Enfin, il n’est pas inutile de relever qu’il a été récemment jugé, s’agissant du lien de causalité, que, si un permis de construire avait été contesté par d’autres requérants et que ces contestations avaient déjà fait l’objet de décisions juridictionnelles distinctes, le lien de causalité entre le recours examiné et le préjudice subi par le pétitionnaire ne pouvait pas être établi dès lors que lesdits préjudices n’étaient pas uniquement imputables au dit recours (CAA Marseille 20 mars 2014 n° 13MA02236).

Modification illégale du POS et indemnisation du propriétaire des terrains devenus inconstructibles

Comme le rappelle utilement le Conseil d’Etat dans cet arrêt, la responsabilité d’une personne publique n’est susceptible d’être engagée que s’il existe un lien de causalité suffisamment direct entre la faute commise par l’administration et le préjudice subi par la victime.
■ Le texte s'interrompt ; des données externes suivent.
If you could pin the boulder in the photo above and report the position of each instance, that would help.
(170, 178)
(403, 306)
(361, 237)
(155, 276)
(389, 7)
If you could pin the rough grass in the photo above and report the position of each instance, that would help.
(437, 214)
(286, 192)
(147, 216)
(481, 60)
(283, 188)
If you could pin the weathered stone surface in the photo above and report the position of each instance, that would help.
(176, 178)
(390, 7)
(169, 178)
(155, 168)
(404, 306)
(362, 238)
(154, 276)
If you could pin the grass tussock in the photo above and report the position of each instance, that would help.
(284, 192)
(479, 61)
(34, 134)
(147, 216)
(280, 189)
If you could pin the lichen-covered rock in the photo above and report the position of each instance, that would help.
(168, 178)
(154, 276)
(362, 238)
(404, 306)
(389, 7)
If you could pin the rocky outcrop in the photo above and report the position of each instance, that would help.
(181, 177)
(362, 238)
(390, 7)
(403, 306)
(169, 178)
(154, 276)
En l’occurrence, une commune a, par le biais d’une procédure de modification de son Plan d’occupation des sols, classé certains terrains en zone constructible. Ces terrains devenus constructibles ont alors été acquis par une société qui a ensuite obtenu un permis de construire pour la réalisation d’une maison d’habitation.

Or, ce permis a été contesté puis annulé par le Juge administratif, au motif de la méconnaissance de la Loi littoral et, précisément, des dispositions du I de l’article L. 146-4 du Code de l’urbanisme. En d’autres termes, ces terrains n’auraient jamais dû devenir constructibles en raison des limitations nécessaires de l’urbanisation dans les communes littorales.
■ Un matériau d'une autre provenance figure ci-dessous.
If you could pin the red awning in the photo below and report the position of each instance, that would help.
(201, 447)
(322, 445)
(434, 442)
Le Juge administratif considère alors que le préjudice subi par la société résulte de la différence de prix d’acquisition des terrains et leur valeur réelle.

Surtout, le Conseil d’Etat valide ici la position des juges du fond, en soulignant que ce préjudice a trouvé directement son origine, non pas dans les actes de cession des parcelles qui ne contenaient aucune condition suspensive, mais bien dans la modification illégale du Plan d’occupation des sols de la commune, cette modification ayant donné à son acquéreur une assurance suffisante de leur constructibilité.
 

Formalités de prorogation d’un permis de construire

Depuis la réforme des autorisations d’urbanisme réalisée par le décret du 5 janvier 2007, l’administration s’est vue déchargée de toute obligation de vérification que les pétitionnaires remplissent bien les conditions définies par l’article R. 423-1 du Code de l’urbanisme.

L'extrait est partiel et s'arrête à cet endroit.